Nearly 70,000 people gather every year for the week-long tryst in Nevada’s Black Rock Desert, creating an ephemeral metropolis in the dust, called the Black Rock City. Participants include architects, designers, artists, and enthusiasts alike who build the city together with theme camps, impromptu performances and experimental art installations. While some works get ritually burned to the ground and others dismantled, they often become centrepieces of inspiration for the larger community.
Illuminating the event’s origin, its culture of experimentation as well as creativity, the Oakland Museum of California (OMCA) announced No Spectators: The Art of Burning Man, an adaptation of the original exhibition organised by the Smithsonian American Art Museum’s Renwick Gallery, in collaboration with Burning Man Project.
No Spectators, set to open on October 12, 2019, at the OMCA, will bring immersive artworks, sculptures and installations from the Burning Man over the years. The installations will go beyond the gallery walls to take over outdoor public spaces, giving visitors the same experience for which the work was originally created. Through the medium of these art interventions and a series of collaborative programs with community artists, the platform will highlight the core values of Burning Man and its 10 guiding principles, which include radical inclusion, de-commodification, radical self-expression, communal effort, and leaving no trace.

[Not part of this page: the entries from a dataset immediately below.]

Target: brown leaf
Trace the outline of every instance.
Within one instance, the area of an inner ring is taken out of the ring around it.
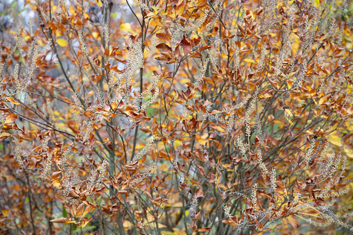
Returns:
[[[50,220],[50,222],[57,223],[60,223],[60,224],[67,224],[67,223],[76,223],[75,221],[71,220],[70,219],[68,219],[67,218],[64,218],[64,217],[59,218],[55,218],[53,220]]]
[[[166,42],[171,42],[171,37],[166,33],[156,33],[156,36],[157,36],[157,37],[160,38],[161,40],[163,40]]]
[[[60,176],[60,174],[61,174],[61,171],[54,172],[53,174],[51,174],[51,180],[54,180],[55,179],[57,179],[59,176]]]
[[[11,137],[12,135],[8,134],[8,132],[2,132],[1,134],[0,134],[0,141],[2,141],[5,139],[8,139]]]
[[[82,202],[77,207],[76,209],[76,216],[80,216],[83,213],[83,209],[85,208],[85,203]]]
[[[223,224],[226,224],[226,225],[237,225],[233,220],[222,220],[222,223]]]
[[[17,119],[17,116],[14,114],[10,114],[6,116],[6,119],[5,119],[4,124],[7,123],[11,123],[12,122],[15,121]]]

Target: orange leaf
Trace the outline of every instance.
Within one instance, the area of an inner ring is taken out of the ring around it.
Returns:
[[[14,103],[14,104],[17,105],[20,105],[19,103],[15,101],[13,98],[6,97],[6,98],[8,99],[8,101],[11,102],[12,103]]]
[[[4,124],[11,123],[12,122],[13,122],[17,119],[17,116],[16,114],[10,114],[8,115],[8,116],[6,116],[6,119],[5,119]]]
[[[2,132],[1,134],[0,134],[0,141],[2,141],[5,139],[8,139],[11,137],[12,135],[8,134],[8,132]]]
[[[85,217],[82,219],[82,223],[78,227],[85,227],[92,220],[92,218]]]
[[[67,224],[70,223],[76,223],[74,220],[71,220],[70,219],[68,219],[67,218],[55,218],[53,220],[50,220],[51,223],[57,223],[59,224]]]

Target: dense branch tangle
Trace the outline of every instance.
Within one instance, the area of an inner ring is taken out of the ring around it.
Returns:
[[[1,4],[1,232],[352,232],[347,1]]]

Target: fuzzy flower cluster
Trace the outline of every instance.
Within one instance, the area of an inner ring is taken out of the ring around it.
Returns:
[[[251,202],[252,202],[253,208],[256,208],[256,204],[257,202],[257,183],[255,183],[252,186],[252,189],[251,190]]]
[[[87,185],[87,191],[89,193],[92,189],[93,186],[96,184],[96,177],[97,177],[98,170],[96,168],[93,168],[91,171],[91,177],[89,177],[89,180]]]
[[[234,64],[235,70],[239,70],[240,68],[239,53],[240,53],[239,48],[238,46],[235,46],[235,51],[234,55]]]
[[[200,73],[198,73],[196,80],[195,81],[195,83],[193,84],[193,86],[195,88],[198,87],[200,83],[201,82],[201,80],[203,80],[203,77],[205,77],[205,75],[206,74],[206,70],[207,69],[207,64],[209,61],[209,58],[207,58],[205,62],[203,62],[203,64],[201,67],[201,70],[200,71]]]
[[[85,134],[85,137],[83,137],[83,144],[88,143],[89,141],[89,135],[91,134],[91,132],[93,130],[93,124],[94,124],[93,120],[89,120],[87,125],[86,133]]]
[[[191,200],[191,203],[190,204],[190,218],[193,221],[196,220],[196,209],[198,207],[198,199],[196,198],[196,194],[193,195],[193,198]]]
[[[160,94],[158,83],[160,82],[161,78],[162,73],[160,72],[157,73],[155,78],[153,79],[153,82],[151,84],[150,84],[148,87],[137,98],[138,101],[141,101],[144,98],[145,98],[147,96],[147,94],[149,92],[149,91],[152,89],[155,90],[155,93],[153,94],[153,96],[151,97],[151,98],[141,106],[141,108],[142,110],[146,109],[148,105],[153,104],[158,97],[158,95]]]
[[[264,68],[266,53],[266,47],[267,46],[266,43],[264,43],[262,44],[262,47],[261,48],[260,58],[259,60],[259,65],[257,66],[257,71],[259,71]]]
[[[97,183],[96,184],[96,189],[100,189],[103,180],[104,178],[104,173],[105,173],[107,170],[107,166],[108,165],[108,163],[106,160],[103,161],[102,166],[101,166],[101,169],[99,170],[99,176],[98,177]]]
[[[150,173],[157,169],[157,164],[149,164],[142,172],[141,174],[137,175],[137,176],[132,180],[130,184],[130,186],[134,186],[136,184],[141,183],[144,179],[146,179]]]
[[[261,150],[259,148],[257,148],[257,155],[259,166],[260,167],[260,169],[261,170],[262,173],[267,175],[268,174],[268,171],[267,171],[267,168],[266,167],[262,160],[262,155],[261,154]]]
[[[69,159],[69,151],[70,150],[69,150],[69,148],[67,148],[62,153],[62,155],[61,155],[61,157],[60,157],[60,162],[61,162],[62,166],[64,166],[66,164],[66,162],[67,162],[67,159]]]
[[[182,31],[184,33],[189,33],[193,32],[193,31],[197,30],[198,28],[200,28],[203,24],[207,18],[208,12],[209,12],[209,11],[207,10],[205,10],[205,14],[203,14],[203,15],[201,17],[200,17],[198,19],[198,20],[196,22],[195,22],[193,24],[193,26],[187,26],[183,27],[180,24],[180,20],[179,19],[177,19],[176,22],[175,22],[175,28],[177,28],[178,31]]]
[[[86,43],[85,42],[85,39],[83,37],[83,33],[81,31],[78,31],[78,42],[80,42],[80,45],[81,46],[82,51],[83,52],[85,55],[86,55],[88,58],[89,55],[88,50],[86,47]]]
[[[150,39],[150,53],[151,54],[154,54],[155,52],[155,46],[156,46],[156,38],[155,36],[153,36]]]
[[[276,193],[277,183],[276,183],[276,170],[275,168],[272,169],[271,173],[270,175],[270,193],[271,194],[275,194]]]
[[[21,146],[18,141],[16,141],[15,145],[15,157],[16,158],[16,161],[17,161],[19,167],[24,167],[24,162],[21,159],[22,155],[22,150],[21,149]]]
[[[218,0],[216,3],[218,5],[217,9],[216,9],[216,16],[212,19],[212,20],[207,24],[207,25],[205,27],[203,31],[203,35],[206,35],[208,34],[209,31],[214,27],[214,24],[217,22],[219,17],[221,17],[221,14],[222,13],[222,10],[223,10],[223,1],[222,0]]]
[[[42,173],[40,174],[40,178],[42,180],[45,180],[47,178],[50,169],[51,167],[51,159],[53,158],[52,155],[51,154],[47,155],[46,159],[44,164],[43,166],[43,171],[42,171]]]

From a garden of five origami mushrooms titled Shrumen Lumen, whose caps expand and contract from a flat umbrella portobello to a bulbous cap when visitors activate them to the luminous Inner Orbit, whose laser cut polyhedrons cut in intricate patterns create spectacular shadows – the palette of works is as much experiential as it is aesthetically alluring. Another interesting work from the exhibition include The Paper Arch - a large scale installation that evokes the symbolic threshold participants cross as they enter the Burning Man.
From access to the local sites where previously Burning Man art was created to invite people to experience larger than life installations in the dark of the night, No Spectators will give visitors a peek into the festival’s roots and its deep connection with California and the Bay Area by creating a melting pot of art that will speak for itself. Beyond the interactive activities, a series of conversations with various artists and founders of Burning Man will offer perspectives on art, creativity, and building a city in the dust.
A companion event titled City of Dust: The Evolution of Burning Man organised by the Nevada Museum of Art in Reno will trace the festival’s origins from its counter-cultural roots in the San Francisco Bay Area to the distinguished desert gathering that it is today.
The exhibition opens at the OMCA on October 12, 2019, and will continue to be on view till February 16, 2020.